Ce sentiment de discrimination à l'embauche correspond à une triste réalité : les DRH reconnaissent que l'âge est un frein à l'embauche dans 9 cas sur 10 et qu'il est le principal critère de sélection dans 8 cas sur 10. Cependant, les DRH se dédouanent de cette situation en précisant qu'ils proposent en moyenne 45% de candidats senior pour un poste à pourvoir. Beaucoup plus volontaires et entreprenants dans leur démarche, les cabinets de recrutement privés mettent en avant que 9 candidats aux tempes argentées sur 10 sont présentés à leurs clients et que l'âge n'est pas un critère de sélection. Le faible résultat constaté démontre une fois de plus que la décision finale des employeurs butte sur une question d'âge.
Les freins et les atouts liés à l'embauche des seniors
Pour 50% des entreprises, le coût du travail d'un senior est plus élevé (ancienneté, valorisation de l'expérience, problèmes de santé fréquents etc.). Ainsi, la tentation est parfois grande de pousser vers la sortie les seniors au profit des juniors moins coûteux en terme de salaires. D'autre part, les seniors sont plus difficiles à manager car moins flexibles et plus affirmés que les plus jeunes. Enfin, les seniors s'adaptent plus difficilement aux nouvelles technologies. A contrario, l'expérience et l'autonomie sont des atouts qui ne suffisent malheureusement pas à inverser la tendance. Ajoutons que contrairement aux idées reçues, les seniors font preuve d'une grande capacité d'adaptation (baisse de leur rémunération, changement de fonction, apprentissage d'un nouveau métier, déménagement pour raisons professionnelles etc.).
Des mesures insuffisantes pour inverser la courbe du chômage chez les seniors
Depuis janvier 2010, la loi oblige les entreprises françaises de plus de 50 salariés à mettre en place un plan d'action senior pour les salariés de plus de 50 ans. Ce plan comporte différents volets dont, le recrutement des travailleurs âgés, leur formation, la transition entre activité et retraite. Les entreprises qui ne respectent pas ces dispositions doivent s'acquitter d'une amende correspondant à 1% de la masse salariale. Si les entreprises respectent majoritairement ces dispositions, en revanche peu franchissent le Rubicon de l'emploi des seniors.

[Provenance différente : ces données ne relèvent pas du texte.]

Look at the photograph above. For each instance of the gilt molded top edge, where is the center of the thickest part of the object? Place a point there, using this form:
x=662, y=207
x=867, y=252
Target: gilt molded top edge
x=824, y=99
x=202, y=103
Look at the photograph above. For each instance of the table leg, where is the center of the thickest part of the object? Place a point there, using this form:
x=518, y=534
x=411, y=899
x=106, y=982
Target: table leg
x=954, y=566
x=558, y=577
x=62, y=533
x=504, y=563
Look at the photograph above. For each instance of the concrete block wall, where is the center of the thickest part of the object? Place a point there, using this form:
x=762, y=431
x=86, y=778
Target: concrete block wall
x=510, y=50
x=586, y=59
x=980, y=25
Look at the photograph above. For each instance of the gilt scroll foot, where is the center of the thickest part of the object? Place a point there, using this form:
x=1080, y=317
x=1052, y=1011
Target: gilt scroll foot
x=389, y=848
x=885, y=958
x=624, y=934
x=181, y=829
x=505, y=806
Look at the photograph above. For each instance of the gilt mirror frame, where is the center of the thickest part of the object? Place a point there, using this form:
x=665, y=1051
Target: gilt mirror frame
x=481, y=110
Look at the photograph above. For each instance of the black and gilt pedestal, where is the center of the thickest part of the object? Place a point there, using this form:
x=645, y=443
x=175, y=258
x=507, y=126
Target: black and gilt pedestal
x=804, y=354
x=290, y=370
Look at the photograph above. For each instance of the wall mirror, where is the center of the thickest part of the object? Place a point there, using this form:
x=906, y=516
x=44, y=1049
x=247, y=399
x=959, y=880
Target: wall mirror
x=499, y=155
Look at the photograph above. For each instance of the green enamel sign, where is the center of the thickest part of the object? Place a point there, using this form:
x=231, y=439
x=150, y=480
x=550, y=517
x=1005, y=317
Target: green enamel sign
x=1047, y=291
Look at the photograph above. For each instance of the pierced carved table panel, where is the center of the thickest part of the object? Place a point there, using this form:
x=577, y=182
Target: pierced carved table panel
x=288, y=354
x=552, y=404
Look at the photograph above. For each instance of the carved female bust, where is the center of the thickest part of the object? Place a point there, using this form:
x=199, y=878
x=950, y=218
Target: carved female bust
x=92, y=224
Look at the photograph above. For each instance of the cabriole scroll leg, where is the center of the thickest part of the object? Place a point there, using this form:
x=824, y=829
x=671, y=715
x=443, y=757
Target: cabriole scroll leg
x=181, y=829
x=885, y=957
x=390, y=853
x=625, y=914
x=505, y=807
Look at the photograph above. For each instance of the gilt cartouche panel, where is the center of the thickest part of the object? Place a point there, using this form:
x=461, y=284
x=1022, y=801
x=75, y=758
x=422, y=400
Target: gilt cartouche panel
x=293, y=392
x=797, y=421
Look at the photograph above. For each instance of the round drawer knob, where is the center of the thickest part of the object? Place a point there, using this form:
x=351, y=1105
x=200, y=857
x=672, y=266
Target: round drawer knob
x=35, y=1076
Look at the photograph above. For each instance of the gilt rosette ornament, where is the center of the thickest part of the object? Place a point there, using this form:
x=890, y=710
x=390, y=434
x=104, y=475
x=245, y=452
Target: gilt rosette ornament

À l'instar des pays nordiques, la France met en place depuis 10 ans une politique de maintien des seniors dans l'entreprise : extinction de la préretraite publique, allongement de la durée du temps de travail ou encore réforme des retraites. Selon Bertrand Martinot, économiste, « la meilleure politique d'emploi des seniors est de reculer l'âge de la retraite ». Un prolongement d'activité certes mais qui ne s'accompagne d'aucun engagement sur le recrutement des seniors à long terme. Quant au contrat de génération qui, depuis sa création en mars 2013, associe l'embauche d'un jeune et le maintien d'un senior (tuteur) dans l'entreprise, il a permis un léger redressement du taux d'emploi des seniors mais reste nettement insuffisant pour améliorer durablement la situation.
Les seniors au chômage et la préretraite
Un rapport de l'Observatoire Français des Conjonctures Economiques (OFCE) publié en janvier 2014 précise que, « en France, la période de chômage des seniors est encore trop souvent considérée comme une préretraite par les employeurs, les salariés et la société ». Cette culture du départ anticipé a la vie dure et nombre d'employeurs s'accordent avec leurs salariés seniors pour accorder cette pseudo retraite (rupture conventionnelle du contrat de travail, plan de départ volontaire...) aux frais de Pôle emploi.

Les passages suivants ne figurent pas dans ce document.